49.コンベンション研究会「クリエイティブ・プラザ長崎」発足 (昭和61年8月)

 県が策定した『アーバン・ルネッサンス2001』構想は、基幹産業である造船業の構造的不況、水産業の不振など地域経済の低迷が続く中で、長崎地域経済の活性化への道をコンベンション都市化に対して求めていた。
 本所の音頭で昭和61年8月に設立した『クリエイティブプラザ長崎』コンベンション研究会(会長・山下泰一郎みろく屋社長)は、同構想の具体化について協力、推進の立場から、関連業種関係者(印刷、展示装飾、警備、輸送、宿泊、土産品など)19企業が参加。様々な分野のコンベンションについての討議、研究会を開催、先進都市の金沢、松山、冲縄などの視察、調査はじめ、コンベンションスケジュールの発行などを続ける中で、会員のコンベンションビジネスヘの認識、意欲が高まった。
 こうした活動を基盤に63年10月、会員の強い要請のあった『長崎コンベンションビューロー』が設立され、ニュービジネス創出などを目指し、本格的な稼動体制に入った。ビューローに寄せる地域企業の期待は大きく、長崎発展の鍵を握っていると期待された。その後『長崎コンベンションビューロー』は、(社)長崎市観光協会と合併し、平成7年に『長崎国際観光コンベンション協会』となった。

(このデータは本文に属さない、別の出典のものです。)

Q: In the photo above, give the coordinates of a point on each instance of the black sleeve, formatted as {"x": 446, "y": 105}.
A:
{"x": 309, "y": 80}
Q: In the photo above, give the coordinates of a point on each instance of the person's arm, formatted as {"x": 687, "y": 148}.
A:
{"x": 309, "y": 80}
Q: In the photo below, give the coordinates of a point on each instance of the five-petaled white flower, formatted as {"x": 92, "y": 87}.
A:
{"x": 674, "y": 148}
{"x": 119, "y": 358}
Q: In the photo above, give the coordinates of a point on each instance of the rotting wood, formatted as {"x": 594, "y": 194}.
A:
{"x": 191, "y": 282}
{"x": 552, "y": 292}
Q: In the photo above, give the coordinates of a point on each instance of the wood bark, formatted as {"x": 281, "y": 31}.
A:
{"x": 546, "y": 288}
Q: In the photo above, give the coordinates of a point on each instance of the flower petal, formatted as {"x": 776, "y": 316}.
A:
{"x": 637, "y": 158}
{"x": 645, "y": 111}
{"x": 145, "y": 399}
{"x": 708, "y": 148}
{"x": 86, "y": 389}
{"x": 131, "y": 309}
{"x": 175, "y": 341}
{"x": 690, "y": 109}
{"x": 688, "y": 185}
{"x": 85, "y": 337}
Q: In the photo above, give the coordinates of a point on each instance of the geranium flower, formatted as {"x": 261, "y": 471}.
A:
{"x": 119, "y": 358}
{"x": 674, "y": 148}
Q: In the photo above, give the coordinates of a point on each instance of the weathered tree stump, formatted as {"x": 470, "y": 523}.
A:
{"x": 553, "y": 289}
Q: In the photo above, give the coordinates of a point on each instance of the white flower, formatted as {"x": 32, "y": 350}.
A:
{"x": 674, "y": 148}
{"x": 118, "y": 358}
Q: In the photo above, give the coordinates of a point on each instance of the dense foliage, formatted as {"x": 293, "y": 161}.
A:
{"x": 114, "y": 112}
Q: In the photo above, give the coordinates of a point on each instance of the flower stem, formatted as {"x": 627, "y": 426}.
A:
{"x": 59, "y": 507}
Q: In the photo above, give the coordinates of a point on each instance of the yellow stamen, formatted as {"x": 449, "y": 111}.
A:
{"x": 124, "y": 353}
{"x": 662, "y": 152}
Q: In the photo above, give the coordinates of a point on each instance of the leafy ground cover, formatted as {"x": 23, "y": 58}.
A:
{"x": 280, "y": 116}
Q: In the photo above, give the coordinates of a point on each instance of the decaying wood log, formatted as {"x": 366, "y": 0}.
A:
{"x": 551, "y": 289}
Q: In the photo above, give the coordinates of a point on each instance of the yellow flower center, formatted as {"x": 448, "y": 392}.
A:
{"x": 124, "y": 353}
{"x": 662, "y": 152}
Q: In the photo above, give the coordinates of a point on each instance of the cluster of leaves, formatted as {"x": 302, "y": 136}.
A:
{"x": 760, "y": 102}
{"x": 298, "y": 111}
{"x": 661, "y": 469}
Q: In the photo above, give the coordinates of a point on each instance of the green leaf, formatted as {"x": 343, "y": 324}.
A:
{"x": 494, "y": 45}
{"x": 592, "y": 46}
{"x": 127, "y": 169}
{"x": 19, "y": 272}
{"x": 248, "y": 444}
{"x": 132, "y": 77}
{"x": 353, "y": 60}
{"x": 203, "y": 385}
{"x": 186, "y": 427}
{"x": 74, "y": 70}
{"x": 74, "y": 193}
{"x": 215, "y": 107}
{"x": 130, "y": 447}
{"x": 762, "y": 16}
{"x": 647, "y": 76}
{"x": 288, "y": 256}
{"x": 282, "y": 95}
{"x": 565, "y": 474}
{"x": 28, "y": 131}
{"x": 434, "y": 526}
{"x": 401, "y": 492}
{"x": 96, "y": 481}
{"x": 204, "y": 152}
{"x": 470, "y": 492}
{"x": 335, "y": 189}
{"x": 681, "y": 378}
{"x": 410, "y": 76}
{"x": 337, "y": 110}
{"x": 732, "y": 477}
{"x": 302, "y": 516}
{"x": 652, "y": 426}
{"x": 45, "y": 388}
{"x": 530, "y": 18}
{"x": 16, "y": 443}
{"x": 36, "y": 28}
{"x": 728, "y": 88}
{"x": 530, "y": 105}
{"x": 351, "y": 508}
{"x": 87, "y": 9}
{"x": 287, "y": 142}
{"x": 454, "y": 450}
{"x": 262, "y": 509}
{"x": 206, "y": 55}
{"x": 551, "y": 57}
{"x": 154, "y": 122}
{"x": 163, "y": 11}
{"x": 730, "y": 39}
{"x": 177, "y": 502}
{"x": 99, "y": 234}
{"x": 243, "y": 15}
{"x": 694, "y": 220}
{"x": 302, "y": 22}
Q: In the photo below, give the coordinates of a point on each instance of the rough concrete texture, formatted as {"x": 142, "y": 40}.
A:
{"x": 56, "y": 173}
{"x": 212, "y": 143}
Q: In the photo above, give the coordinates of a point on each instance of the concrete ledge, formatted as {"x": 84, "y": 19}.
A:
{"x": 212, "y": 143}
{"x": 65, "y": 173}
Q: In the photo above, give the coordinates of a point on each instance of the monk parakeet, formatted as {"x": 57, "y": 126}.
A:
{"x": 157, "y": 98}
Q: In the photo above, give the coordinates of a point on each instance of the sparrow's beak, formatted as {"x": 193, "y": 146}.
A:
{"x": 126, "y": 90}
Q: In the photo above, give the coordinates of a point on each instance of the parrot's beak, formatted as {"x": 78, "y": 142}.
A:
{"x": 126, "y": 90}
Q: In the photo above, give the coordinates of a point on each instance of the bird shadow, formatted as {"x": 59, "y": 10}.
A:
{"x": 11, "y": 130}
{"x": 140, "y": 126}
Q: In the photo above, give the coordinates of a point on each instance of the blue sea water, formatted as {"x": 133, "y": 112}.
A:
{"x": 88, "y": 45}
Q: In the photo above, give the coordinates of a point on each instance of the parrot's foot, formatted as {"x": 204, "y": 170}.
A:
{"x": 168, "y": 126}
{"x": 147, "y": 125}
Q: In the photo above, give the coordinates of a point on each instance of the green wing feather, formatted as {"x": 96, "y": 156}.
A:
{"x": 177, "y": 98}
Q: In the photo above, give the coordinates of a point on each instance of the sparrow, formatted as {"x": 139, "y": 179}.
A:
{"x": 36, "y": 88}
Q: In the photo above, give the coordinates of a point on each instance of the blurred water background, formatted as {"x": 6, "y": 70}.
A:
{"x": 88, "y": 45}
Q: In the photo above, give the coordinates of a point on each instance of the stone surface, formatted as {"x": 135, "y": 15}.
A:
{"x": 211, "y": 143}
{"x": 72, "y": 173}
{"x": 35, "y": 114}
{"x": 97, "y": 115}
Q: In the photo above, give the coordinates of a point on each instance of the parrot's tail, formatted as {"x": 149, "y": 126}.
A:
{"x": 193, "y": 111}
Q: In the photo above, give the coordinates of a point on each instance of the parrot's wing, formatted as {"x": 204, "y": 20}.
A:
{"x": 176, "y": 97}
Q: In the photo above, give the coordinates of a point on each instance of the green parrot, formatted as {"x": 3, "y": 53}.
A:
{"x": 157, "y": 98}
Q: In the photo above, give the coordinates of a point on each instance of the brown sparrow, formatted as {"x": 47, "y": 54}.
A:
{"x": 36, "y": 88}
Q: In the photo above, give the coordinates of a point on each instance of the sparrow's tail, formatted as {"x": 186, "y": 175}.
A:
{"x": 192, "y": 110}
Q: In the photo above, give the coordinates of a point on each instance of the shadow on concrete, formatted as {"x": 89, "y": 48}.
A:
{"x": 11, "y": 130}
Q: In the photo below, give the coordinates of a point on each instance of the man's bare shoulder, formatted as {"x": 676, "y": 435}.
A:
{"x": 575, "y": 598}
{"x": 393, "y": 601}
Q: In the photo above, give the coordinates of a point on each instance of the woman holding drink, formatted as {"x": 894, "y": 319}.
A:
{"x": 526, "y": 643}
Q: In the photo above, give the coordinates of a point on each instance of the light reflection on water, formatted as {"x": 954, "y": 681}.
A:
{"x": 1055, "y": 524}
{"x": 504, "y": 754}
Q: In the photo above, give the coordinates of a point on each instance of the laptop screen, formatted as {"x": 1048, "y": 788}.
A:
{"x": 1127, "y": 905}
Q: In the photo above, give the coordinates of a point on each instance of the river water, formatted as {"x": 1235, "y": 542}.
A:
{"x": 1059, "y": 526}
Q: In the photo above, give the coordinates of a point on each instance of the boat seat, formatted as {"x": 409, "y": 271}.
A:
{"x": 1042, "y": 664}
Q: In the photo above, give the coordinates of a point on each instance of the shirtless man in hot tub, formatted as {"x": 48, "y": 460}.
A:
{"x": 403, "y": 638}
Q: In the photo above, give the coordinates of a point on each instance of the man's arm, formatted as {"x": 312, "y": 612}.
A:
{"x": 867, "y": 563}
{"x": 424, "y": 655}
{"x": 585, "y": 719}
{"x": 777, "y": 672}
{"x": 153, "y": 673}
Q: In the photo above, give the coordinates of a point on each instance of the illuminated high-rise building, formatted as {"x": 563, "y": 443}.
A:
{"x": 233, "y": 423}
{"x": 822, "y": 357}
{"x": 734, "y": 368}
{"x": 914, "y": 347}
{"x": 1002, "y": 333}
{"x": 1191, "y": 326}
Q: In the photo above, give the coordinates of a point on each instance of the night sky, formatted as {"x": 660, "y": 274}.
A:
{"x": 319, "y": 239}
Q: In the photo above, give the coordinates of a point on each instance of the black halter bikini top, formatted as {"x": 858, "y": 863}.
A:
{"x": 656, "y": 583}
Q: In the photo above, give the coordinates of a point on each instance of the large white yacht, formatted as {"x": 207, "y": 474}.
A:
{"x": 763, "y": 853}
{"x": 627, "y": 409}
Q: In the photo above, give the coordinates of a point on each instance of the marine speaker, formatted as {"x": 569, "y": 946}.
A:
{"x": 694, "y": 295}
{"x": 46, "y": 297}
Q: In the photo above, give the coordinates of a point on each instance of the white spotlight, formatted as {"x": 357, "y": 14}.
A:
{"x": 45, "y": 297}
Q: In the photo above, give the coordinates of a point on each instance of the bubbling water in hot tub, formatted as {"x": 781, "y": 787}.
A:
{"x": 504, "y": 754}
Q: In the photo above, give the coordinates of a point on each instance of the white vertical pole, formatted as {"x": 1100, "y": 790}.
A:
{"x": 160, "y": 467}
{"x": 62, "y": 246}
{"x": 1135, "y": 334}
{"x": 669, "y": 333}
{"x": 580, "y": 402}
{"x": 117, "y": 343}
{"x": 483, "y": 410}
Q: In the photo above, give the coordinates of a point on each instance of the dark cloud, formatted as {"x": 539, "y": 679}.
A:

50.長崎駅周辺地区整備について提言 (昭和61年10月)

 長崎都市再整備に取り組んで来た本所都市問題特別委員会(委員長・松田皜一副会頭)は、国鉄長崎駅周辺地区の整備の在り方を、昭和61年10月、県、長崎市、国鉄九州総局長に提案するとともに、その実現のため乱開発防止策を求めた。提案は『長崎港臨港部の再整備についての提案(その4)―国鉄長崎駅周辺地区整備の考え方』として、ナガサキ・アーバン・ルネッサンス2001構想や新幹線長崎駅設置などを踏まえ、潮の香の漂う長崎らしい再整備を訴えた。
 提案は、長崎駅周辺地区を『長崎の玄関』として海と陸との結接点、陸上交通の要、などと位置付け。総合的交通ターミナルとして整備するとともに、駅を海に開く形で整備し、潮の香漂う終着駅として長崎らしさを生かすことが基本テーマ。これに基づいて次の整備方針を掲げた。
▽魚市場地区を利用した海のターミナルの整備。
▽駅の正面を魚市側(海側)に向け、港との景観的、機能的一体化を図る。
▽駅の南側(港側)に快適な環境を創出するシンボル広場を設ける。
▽電車、バス、タクシーなどの交通機関がスムーズに連結する機能的交通広場を駅東側に整備する。
▽大規模駐車場ビルを設置し、乗用車と公共輸送機関との乗り換えをスムーズにすることで、市中心部への車の乗り入れを減らす。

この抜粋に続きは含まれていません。